A Lawyer Learns the “Flipping Should Be Illegal” Argument Doesn’t Work So Well in Drug Cases

Donald Trump holds his arms out in the Oval Office
President Donald Trump in the Oval Office.
Chip Somodevilla/Getty Images

In closing arguments in a drug crime case at the U.S. District Court in New York, defense attorney Kafahni Nkrumah tried out President Trump’s argument that associates who testify against a defendant in exchange for lenient treatment “almost ought to be illegal.” It did not work.

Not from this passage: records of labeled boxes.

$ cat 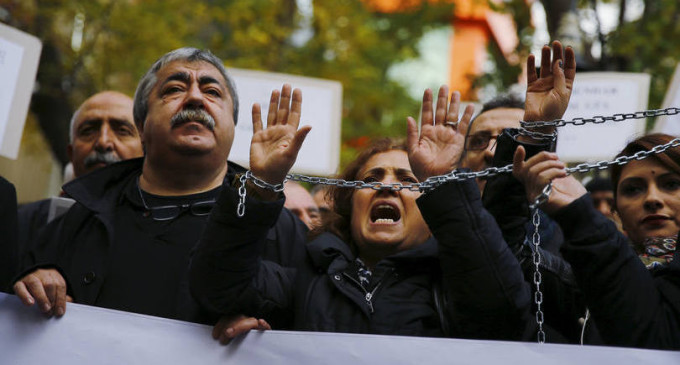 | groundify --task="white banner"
[228,68,342,176]
[557,72,650,162]
[654,63,680,136]
[0,293,680,365]
[0,23,42,159]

The Associated Press reported that judge Gregory Woods scolded Nkrumah and told him that the argument was “ought of line.” Nkrumah tried to argue that it was legitimate to bring up Trump’s opposition to flippers “because it is concerning cooperators and people’s opinions of cooperators,” the AP said. “I believe that the president’s opinion of cooperators is just as pertinent as anyone else’s.”

Woods said referencing Trump’s comments was “politically charged” and a “polemic issue that need not be introduced into this case.”

Nkrumah’s client, Jamal Russell, ended up being convicted on a drug charge but got off on his weapons charge, the AP said. The cooperating witness testified against Russell on the drug charge, the AP said.

Trump made his argument against cooperating witnesses in criminal cases during an interview with Fox News after Michael Cohen pleaded guilty as part of a deal with federal prosecutors in New York and after Paul Manafort was found guilty by a jury in Alexandria, Virginia, on bank and tax fraud after he didn’t reach a deal with Robert Mueller’s team that may have spared him from the full brunt of their prosecutorial energies.

“It’s called flipping and it almost ought to be illegal,” Trump said on Fox. “You get 10 years in jail. But if you say bad things about somebody, in other words, if you make up stories—they just make up lies.”